Just in the last few years there’s been the impact of the e-book and e-readers and that’s mostly affected the best-seller mass market sale which has shrunk,” said Loubert. “I’ve shifted the focus of the store away from that and more towards the books as cultural artifacts as well as books being very interesting, they’re attractive and they furnish a room.

“Just the fact that you’re handling a book that is 50 or 60 or 100 years old is an experience that you can’t replicate on the Internet.”

In a sense, no book can be replicated in the digital world for the experience of handling a publication as opposed to viewing it on a screen alters the experience of reading it.

“The problem with e-readers and reading from the computer is that although you can scroll to any part, flip to any part in a sense, the tactility of the position of the work that your reading in relation to the whole is lost,” said Cameron.

Simply by looking at a book, its reader is able to gauge where they are in the text and this makes it easier to stop and start or flip from one point to the next, especially in regards to research books as Cameron noted. “Reading, after all,” he said, “is a constant process of flipping.”

With this technology only improving in increments, used bookstores and the big box bookstores are actually benefitting from digitization in regards to the Internet, allowing sales to occur over vast distances, providing advertising through online catalogues and even assisting business owners in getting to know their product better as with Marg Clark, owner of The Bookworm.

The Bookworm has existed in Waterloo for over 18 years, originally a family-owned business until Clark and her husband took over nine years ago as avid readers looking to own their own business. Without much past experience, Clark has and continues to spend much of her time on the Internet researching books and becoming increasingly familiar with the industry.

Big box bookstores have especially profited from the Internet, building warehouses for the books they can’t fit in their stores and selling them online so they can place larger orders. These days, many of the warehouses contain more books than the stores.

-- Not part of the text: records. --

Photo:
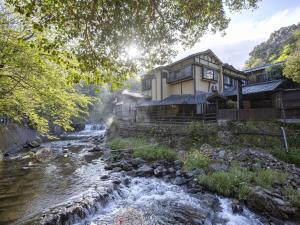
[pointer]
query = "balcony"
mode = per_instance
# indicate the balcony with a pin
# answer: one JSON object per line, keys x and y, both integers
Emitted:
{"x": 183, "y": 74}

“With something like Chapters where it’s both, they have the mega store and they have the warehouses, you go in there and you look around and it’s like advertising,” said Cameron. The experience of being in a regular bookstore has become similar to window shopping, it is a place where people can go and take in the inventory full scale, scan titles and flip through pages, then head home to their computer and order or download their findings online at often a cheaper price.

“I think you need both, do the downloading which is great but I think you need to go to the library and see the books or go to a used bookstore and see the book,” said Clark. “I judge a lot of books by their covers and I’ll buy them based on what the cover looks like.”

Cameron predicts that there will definitely be a demand for both the digital and the physical book in the future, but the industry will certainly look different than it does at present.

“It’s very similar to vinyl. People who really love music listen to their music on vinyl … the technology of music reproduction is getting better for the computer but it’s still nowhere near the quality of vinyl,” he said.

“Books are going to become specialized in the same way a vinyl is specialized. There’s going to be experts on books or on texts that are going to use books. People who are just reading will use e-readers or whatever is being used 50 years from now.”

For now, books, and consequently the stores that are successful at selling them, have no expiration date in sight. But there is no way of being sure what is coming.

“Really, I do think that books themselves are safe, they’re not going anywhere,” Cameron said. “They will remain a part of our world, especially the university, at least for the next generation.”